III. MYTHS
There arise among groups of people various stories with little or no basis in fact, which, through repetition and unvaried association with the same persons or incidents, come to be regarded as true. These stories, when they persist through years and even through generations, are myths. They are usually the response to a prejudice or a desire.
In general they have some plausible and apparent justification. In turn they lend stability not only to the beliefs out of which they were born, but to themselves. Frequently they are the result of the assumption that because two things happen at the same time they are connected by the relationship of cause and effect. So long as these stories are uncorrected they hold and exercise a marked degree of control over personal conduct.
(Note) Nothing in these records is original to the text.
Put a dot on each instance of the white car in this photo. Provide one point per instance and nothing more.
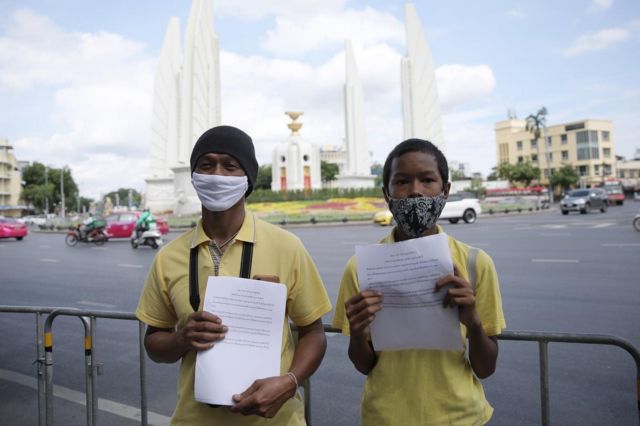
(458, 208)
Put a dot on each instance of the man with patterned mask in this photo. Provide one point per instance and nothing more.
(417, 386)
(231, 241)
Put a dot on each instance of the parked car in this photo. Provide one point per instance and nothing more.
(583, 200)
(458, 207)
(12, 228)
(122, 224)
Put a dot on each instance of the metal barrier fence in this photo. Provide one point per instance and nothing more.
(44, 358)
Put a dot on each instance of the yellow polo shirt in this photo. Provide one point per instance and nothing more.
(428, 387)
(164, 303)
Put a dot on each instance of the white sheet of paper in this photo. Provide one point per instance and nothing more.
(254, 312)
(412, 315)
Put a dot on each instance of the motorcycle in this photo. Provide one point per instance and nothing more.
(149, 237)
(96, 236)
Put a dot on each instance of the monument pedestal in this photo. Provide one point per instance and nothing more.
(159, 196)
(186, 201)
(356, 181)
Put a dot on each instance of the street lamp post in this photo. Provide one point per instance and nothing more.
(62, 192)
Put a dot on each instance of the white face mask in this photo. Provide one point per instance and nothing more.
(218, 193)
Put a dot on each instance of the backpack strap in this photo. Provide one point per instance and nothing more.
(471, 266)
(194, 290)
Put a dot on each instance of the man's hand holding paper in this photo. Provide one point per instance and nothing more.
(406, 273)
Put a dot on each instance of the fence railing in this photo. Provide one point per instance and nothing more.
(45, 361)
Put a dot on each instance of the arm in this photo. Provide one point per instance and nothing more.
(266, 396)
(200, 332)
(360, 311)
(483, 350)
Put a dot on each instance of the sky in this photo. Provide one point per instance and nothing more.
(76, 77)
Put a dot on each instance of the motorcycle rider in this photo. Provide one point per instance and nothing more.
(145, 222)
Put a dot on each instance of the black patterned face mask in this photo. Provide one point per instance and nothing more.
(416, 215)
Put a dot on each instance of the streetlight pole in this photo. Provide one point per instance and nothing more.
(547, 150)
(46, 183)
(62, 192)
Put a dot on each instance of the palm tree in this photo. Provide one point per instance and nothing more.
(535, 124)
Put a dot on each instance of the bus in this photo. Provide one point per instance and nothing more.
(615, 192)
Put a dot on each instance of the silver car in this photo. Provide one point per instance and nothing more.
(583, 200)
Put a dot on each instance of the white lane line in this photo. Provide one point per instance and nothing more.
(96, 304)
(603, 225)
(105, 405)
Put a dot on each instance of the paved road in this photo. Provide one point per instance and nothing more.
(576, 273)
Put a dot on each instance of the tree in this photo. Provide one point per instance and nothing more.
(42, 186)
(565, 177)
(525, 172)
(328, 171)
(121, 197)
(457, 175)
(536, 122)
(263, 181)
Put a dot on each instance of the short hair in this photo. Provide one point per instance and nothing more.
(415, 145)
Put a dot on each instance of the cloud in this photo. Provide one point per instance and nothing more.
(292, 37)
(517, 13)
(458, 84)
(259, 9)
(598, 40)
(99, 86)
(599, 6)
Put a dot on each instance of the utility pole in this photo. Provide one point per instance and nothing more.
(62, 192)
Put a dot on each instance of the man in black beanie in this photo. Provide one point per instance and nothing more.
(230, 241)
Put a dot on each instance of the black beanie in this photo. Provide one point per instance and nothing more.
(228, 140)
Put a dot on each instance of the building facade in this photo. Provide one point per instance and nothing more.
(10, 181)
(587, 145)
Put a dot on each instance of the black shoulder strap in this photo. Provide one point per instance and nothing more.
(194, 290)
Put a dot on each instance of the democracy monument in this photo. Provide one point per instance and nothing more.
(186, 102)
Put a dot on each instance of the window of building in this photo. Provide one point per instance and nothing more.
(587, 144)
(583, 170)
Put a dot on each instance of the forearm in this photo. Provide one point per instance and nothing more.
(312, 344)
(165, 345)
(483, 351)
(361, 354)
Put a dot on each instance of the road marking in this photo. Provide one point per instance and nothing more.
(96, 304)
(129, 265)
(80, 398)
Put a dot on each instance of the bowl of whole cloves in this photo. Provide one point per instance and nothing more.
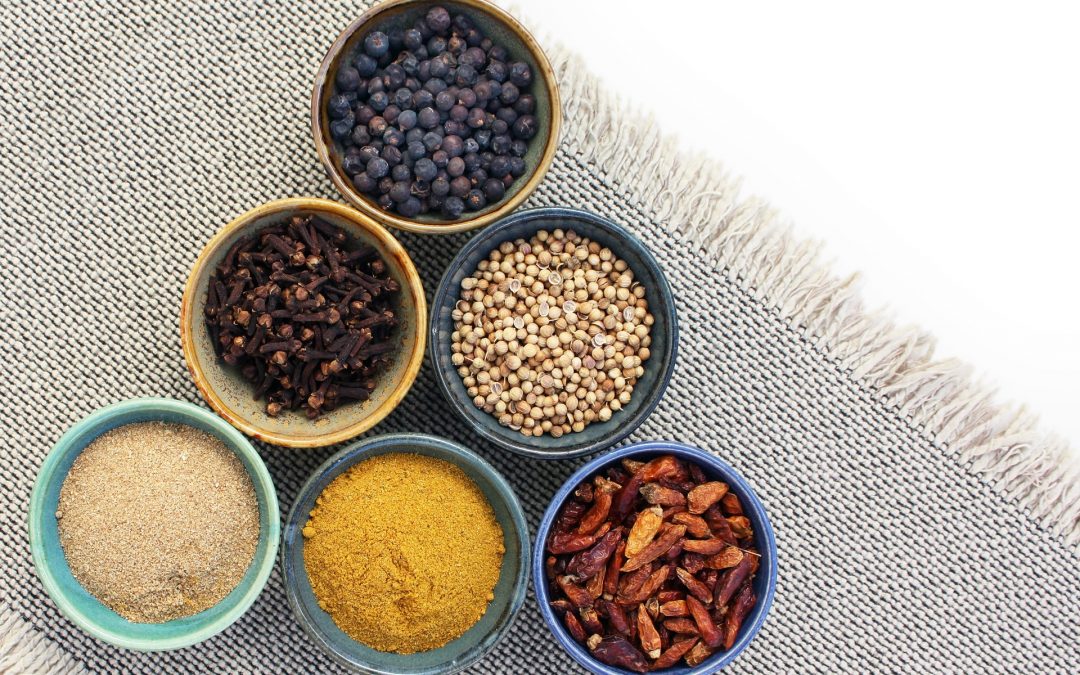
(304, 323)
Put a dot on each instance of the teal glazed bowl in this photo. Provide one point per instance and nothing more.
(650, 387)
(86, 611)
(476, 642)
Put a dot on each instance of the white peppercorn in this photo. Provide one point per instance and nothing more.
(550, 334)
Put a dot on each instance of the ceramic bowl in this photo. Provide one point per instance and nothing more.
(500, 27)
(509, 591)
(658, 368)
(86, 611)
(765, 581)
(231, 395)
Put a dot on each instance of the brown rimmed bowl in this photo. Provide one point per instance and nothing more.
(500, 27)
(231, 395)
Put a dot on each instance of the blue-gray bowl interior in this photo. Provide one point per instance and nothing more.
(509, 592)
(85, 609)
(664, 332)
(765, 581)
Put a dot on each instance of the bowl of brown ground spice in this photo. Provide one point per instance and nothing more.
(153, 524)
(405, 554)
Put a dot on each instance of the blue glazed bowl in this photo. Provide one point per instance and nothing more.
(765, 581)
(86, 611)
(509, 591)
(664, 333)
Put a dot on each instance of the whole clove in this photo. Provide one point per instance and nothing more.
(305, 314)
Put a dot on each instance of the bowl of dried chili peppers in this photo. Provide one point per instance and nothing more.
(655, 557)
(304, 323)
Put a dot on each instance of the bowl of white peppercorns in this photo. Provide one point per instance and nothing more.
(435, 116)
(554, 333)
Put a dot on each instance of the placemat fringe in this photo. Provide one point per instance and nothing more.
(1001, 443)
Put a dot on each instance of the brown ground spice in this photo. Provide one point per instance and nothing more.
(158, 521)
(403, 551)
Myths are important in any consideration of the instruments of opinion-making. Fernand von Langenhove, a Belgian scientist associated with the Solvay Institute for Sociological Study at Brussels, has made probably the first researches in this field. He took as his material the reports spread in Germany by German soldiers concerning the Belgian priests. These myths, for the most part unfounded, began to spread and eventually were taken up by German authorities and given the stamp of official sanction. The reports were investigated and found to be false and libelous by German authorities themselves. The method by which these myths arose is thus described in his book The Growth of a Legend:
Hardly had the German armies entered Belgium when strange rumors began to circulate. They spread from place to place. They were reproduced by the press and they soon permeated the whole of Germany.... Public credulity accepted these stories. The highest powers in the state welcomed them without hesitation and indorsed them with their authority. Even the Emperor echoed them and, taking them for a text, advanced in the famous telegram of September 8, 1914, addressed to the President of the United States, the most terrible accusations against the Belgian people and clergy.
... It was the German army which, as we have seen, constituted the chief breeding ground for legendary stories. These were disseminated with great rapidity among the troops; the liaison officers, the dispatch riders, the food convoys, the victualling posts assured the diffusion of them....
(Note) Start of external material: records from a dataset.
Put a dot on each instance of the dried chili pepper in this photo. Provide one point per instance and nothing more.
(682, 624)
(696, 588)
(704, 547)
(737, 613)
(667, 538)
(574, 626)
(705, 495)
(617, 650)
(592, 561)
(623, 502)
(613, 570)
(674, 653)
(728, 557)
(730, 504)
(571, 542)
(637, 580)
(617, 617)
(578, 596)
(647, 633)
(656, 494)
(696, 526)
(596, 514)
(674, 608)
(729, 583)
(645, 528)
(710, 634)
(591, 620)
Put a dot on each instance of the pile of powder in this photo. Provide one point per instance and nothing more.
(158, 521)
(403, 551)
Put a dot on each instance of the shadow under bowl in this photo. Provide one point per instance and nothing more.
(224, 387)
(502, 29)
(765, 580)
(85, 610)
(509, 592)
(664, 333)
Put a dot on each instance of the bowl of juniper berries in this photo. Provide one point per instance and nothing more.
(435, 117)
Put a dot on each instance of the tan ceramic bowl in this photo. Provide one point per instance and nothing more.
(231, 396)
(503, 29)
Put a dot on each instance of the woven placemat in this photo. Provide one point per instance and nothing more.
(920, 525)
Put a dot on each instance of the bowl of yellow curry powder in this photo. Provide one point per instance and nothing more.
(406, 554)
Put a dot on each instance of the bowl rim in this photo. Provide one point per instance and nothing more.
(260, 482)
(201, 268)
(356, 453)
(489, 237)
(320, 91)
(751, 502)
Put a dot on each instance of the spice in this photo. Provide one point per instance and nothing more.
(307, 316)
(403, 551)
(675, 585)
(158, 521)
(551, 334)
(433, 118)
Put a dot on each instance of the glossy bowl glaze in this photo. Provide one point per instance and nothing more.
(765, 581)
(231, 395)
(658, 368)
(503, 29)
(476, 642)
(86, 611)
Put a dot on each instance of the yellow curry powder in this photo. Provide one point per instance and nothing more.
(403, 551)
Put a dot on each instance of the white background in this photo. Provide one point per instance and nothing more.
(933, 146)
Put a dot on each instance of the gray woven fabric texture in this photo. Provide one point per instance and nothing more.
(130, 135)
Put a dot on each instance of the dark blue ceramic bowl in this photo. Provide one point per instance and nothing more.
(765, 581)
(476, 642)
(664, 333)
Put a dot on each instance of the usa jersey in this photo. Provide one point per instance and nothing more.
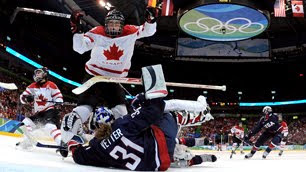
(44, 95)
(110, 56)
(269, 123)
(238, 132)
(134, 144)
(284, 128)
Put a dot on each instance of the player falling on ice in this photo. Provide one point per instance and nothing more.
(142, 140)
(45, 95)
(272, 130)
(72, 123)
(238, 135)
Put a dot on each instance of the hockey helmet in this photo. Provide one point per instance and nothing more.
(40, 75)
(267, 110)
(112, 19)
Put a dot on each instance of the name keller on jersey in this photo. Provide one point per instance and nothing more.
(112, 139)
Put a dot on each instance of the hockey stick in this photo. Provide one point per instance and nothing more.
(31, 10)
(9, 86)
(41, 145)
(138, 81)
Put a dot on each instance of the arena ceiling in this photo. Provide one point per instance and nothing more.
(50, 38)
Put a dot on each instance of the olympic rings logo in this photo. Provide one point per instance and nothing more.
(221, 28)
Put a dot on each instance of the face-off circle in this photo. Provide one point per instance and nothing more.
(223, 22)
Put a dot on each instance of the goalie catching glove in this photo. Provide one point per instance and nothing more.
(76, 23)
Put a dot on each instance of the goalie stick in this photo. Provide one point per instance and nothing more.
(9, 86)
(31, 10)
(137, 81)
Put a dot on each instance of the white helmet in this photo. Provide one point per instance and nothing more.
(267, 110)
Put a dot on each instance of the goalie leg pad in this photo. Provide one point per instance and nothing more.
(71, 125)
(181, 152)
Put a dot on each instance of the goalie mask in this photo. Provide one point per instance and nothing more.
(267, 110)
(40, 75)
(114, 22)
(102, 115)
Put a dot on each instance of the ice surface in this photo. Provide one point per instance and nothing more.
(46, 160)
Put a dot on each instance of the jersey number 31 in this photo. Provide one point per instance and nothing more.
(126, 155)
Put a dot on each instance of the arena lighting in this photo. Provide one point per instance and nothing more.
(293, 102)
(31, 62)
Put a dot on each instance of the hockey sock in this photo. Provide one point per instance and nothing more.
(254, 149)
(270, 147)
(234, 146)
(195, 160)
(54, 132)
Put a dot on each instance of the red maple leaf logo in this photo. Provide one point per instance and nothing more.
(41, 100)
(114, 53)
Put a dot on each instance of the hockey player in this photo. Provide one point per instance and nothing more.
(285, 135)
(111, 48)
(143, 140)
(238, 135)
(269, 122)
(45, 95)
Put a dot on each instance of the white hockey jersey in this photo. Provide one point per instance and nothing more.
(238, 132)
(110, 56)
(44, 95)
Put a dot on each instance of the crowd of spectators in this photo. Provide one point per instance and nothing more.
(217, 131)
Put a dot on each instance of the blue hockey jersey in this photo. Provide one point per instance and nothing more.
(134, 144)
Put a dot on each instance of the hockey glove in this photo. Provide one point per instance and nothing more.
(151, 15)
(76, 23)
(75, 142)
(29, 98)
(138, 101)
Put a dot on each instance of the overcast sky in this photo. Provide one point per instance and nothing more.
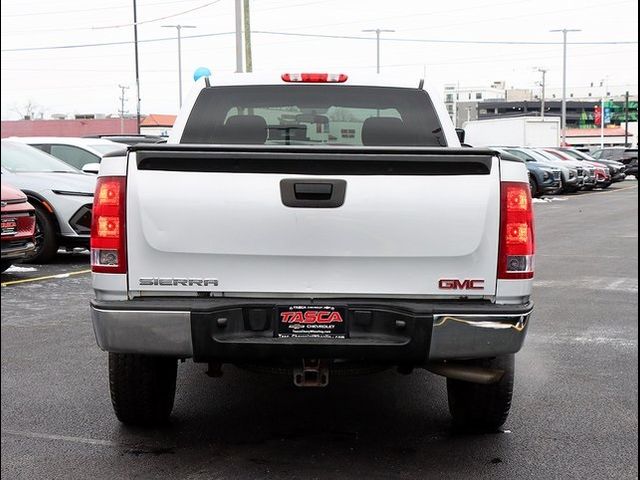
(85, 80)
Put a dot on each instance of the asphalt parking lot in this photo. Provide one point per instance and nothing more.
(574, 413)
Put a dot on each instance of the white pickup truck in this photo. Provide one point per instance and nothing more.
(310, 223)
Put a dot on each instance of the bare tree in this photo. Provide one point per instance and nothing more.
(28, 111)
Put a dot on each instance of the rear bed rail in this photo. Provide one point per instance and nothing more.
(310, 161)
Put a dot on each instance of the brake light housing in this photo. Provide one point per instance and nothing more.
(517, 235)
(314, 77)
(108, 232)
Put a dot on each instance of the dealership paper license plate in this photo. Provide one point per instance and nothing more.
(312, 321)
(9, 226)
Submitted to the test of the German military inquiry these stories are shown to be without foundation. Received from the front and narrated by a soldier who professes to have been an eye witness, they are nevertheless clothed in the public view with special authority. Welcomed without control by the press, the stories recounted in letters from the front appear, however, in the eyes of the readers of a paper clothed with a new authority—that which attaches to printed matter. They lose in the columns of a paper their individual and particular character.... The statements thus obtain a substance and an objectivity of which they would otherwise be devoid. Mixed with authentic news, they are accepted by the public without mistrust. Is not their appearance in the paper a guaranty of accuracy?...
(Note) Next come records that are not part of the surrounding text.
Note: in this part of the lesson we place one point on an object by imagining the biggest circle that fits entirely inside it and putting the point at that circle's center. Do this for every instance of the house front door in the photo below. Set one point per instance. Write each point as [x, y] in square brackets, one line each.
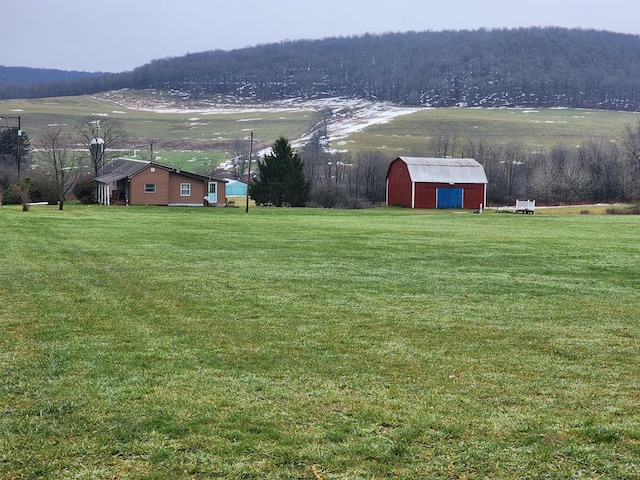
[213, 195]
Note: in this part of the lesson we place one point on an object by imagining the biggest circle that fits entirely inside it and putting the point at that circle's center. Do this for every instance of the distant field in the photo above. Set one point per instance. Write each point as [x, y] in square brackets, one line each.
[164, 343]
[537, 129]
[176, 132]
[206, 135]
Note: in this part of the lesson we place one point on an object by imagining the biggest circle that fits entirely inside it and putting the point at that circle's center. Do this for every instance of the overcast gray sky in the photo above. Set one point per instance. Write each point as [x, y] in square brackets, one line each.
[119, 35]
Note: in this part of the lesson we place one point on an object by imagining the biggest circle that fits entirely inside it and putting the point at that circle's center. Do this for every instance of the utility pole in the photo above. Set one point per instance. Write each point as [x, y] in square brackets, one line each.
[19, 152]
[18, 140]
[246, 210]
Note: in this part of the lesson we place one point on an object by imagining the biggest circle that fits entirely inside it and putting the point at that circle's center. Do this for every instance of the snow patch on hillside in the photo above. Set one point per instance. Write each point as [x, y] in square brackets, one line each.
[338, 117]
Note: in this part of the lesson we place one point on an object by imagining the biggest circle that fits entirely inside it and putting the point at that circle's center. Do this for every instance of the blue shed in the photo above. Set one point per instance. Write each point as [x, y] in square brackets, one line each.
[236, 188]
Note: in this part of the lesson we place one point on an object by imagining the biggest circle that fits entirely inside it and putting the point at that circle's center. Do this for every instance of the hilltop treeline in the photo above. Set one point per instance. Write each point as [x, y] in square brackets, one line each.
[537, 67]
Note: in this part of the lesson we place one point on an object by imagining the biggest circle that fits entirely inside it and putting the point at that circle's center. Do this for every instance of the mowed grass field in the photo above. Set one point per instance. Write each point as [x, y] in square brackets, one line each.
[164, 343]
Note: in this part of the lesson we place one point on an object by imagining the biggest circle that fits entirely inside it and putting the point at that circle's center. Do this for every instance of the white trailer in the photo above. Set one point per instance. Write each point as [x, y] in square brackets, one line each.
[525, 206]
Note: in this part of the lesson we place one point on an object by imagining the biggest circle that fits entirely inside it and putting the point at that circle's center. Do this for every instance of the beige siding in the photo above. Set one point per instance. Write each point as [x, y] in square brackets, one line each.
[150, 175]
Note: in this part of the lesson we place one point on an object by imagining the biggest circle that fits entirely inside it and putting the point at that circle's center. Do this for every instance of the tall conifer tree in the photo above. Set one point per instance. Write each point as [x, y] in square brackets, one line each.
[281, 180]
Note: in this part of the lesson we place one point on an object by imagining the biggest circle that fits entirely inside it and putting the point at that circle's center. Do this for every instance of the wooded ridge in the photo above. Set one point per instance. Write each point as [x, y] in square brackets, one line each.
[528, 67]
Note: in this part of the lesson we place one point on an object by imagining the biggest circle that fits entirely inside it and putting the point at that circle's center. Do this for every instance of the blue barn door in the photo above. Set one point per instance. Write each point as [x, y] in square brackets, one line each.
[449, 198]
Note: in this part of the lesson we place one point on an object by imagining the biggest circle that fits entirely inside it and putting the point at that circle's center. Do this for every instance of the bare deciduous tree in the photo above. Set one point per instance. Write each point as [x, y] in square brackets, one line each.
[61, 165]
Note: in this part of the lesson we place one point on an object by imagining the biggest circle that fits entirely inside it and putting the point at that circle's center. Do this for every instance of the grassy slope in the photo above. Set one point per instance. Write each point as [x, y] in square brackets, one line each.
[293, 343]
[536, 129]
[407, 134]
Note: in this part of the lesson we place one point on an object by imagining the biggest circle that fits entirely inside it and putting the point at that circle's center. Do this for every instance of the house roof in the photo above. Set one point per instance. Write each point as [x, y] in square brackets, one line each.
[122, 168]
[444, 170]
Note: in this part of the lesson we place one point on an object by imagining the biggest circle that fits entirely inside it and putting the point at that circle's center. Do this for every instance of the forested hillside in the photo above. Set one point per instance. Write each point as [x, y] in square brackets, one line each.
[522, 67]
[31, 76]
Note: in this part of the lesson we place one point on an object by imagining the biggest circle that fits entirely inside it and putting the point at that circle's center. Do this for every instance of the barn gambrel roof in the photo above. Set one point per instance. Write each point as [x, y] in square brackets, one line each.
[444, 170]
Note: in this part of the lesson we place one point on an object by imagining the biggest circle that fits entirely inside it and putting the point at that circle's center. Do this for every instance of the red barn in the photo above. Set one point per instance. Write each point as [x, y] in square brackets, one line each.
[417, 182]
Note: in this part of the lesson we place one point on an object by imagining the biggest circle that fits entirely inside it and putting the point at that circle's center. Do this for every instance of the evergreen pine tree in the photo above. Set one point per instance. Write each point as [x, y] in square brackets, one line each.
[281, 180]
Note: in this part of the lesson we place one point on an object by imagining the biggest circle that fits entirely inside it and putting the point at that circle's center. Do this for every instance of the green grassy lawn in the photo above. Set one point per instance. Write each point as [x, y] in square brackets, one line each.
[167, 343]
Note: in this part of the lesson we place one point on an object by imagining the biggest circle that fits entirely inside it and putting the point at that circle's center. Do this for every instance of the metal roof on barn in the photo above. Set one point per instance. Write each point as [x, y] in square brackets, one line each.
[444, 170]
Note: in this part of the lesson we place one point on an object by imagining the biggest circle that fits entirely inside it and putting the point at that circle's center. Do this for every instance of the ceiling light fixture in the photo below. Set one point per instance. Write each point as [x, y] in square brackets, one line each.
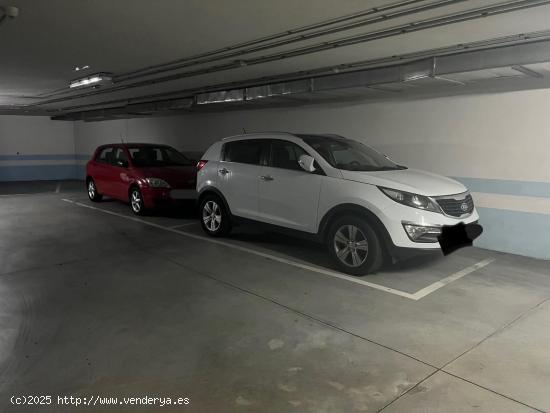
[95, 79]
All these pseudo-historical publications are, however, only one aspect of the abundant literary production of the Great War....
So one finds in this literature of the lower classes the principal legendary episodes of which we have studied the origin and followed the development; accommodated to a fiction, woven into a web of intrigue, they have undergone new transformations; they have lost every indication of their source; they are transposed in the new circumstances imagined for them; they have usually been dissociated from the circumstances which individualize them and fix their time and place.
The evolution of myths concerning Negroes shows a striking resemblance to these mentioned by von Langenhove. In this category would fall the myths concerning Negro mentality, or the closing of the frontal sutures at the age of fourteen; the "rape myth," or the belief that some character weakness and inordinate sexual virility in Negroes make them rapists by nature; and the "insurrection myth," or the recurrent assertion and belief that Negroes are plotting the downfall of the government. These are general in their acceptance. They illustrate the tendency of authors observed by Langenhove in his study "to incorporate new ideas with the complex old ones and show that they are not surprising and that all earlier facts tend to prove it." The efforts of some recent writers on the Negro question may be noted.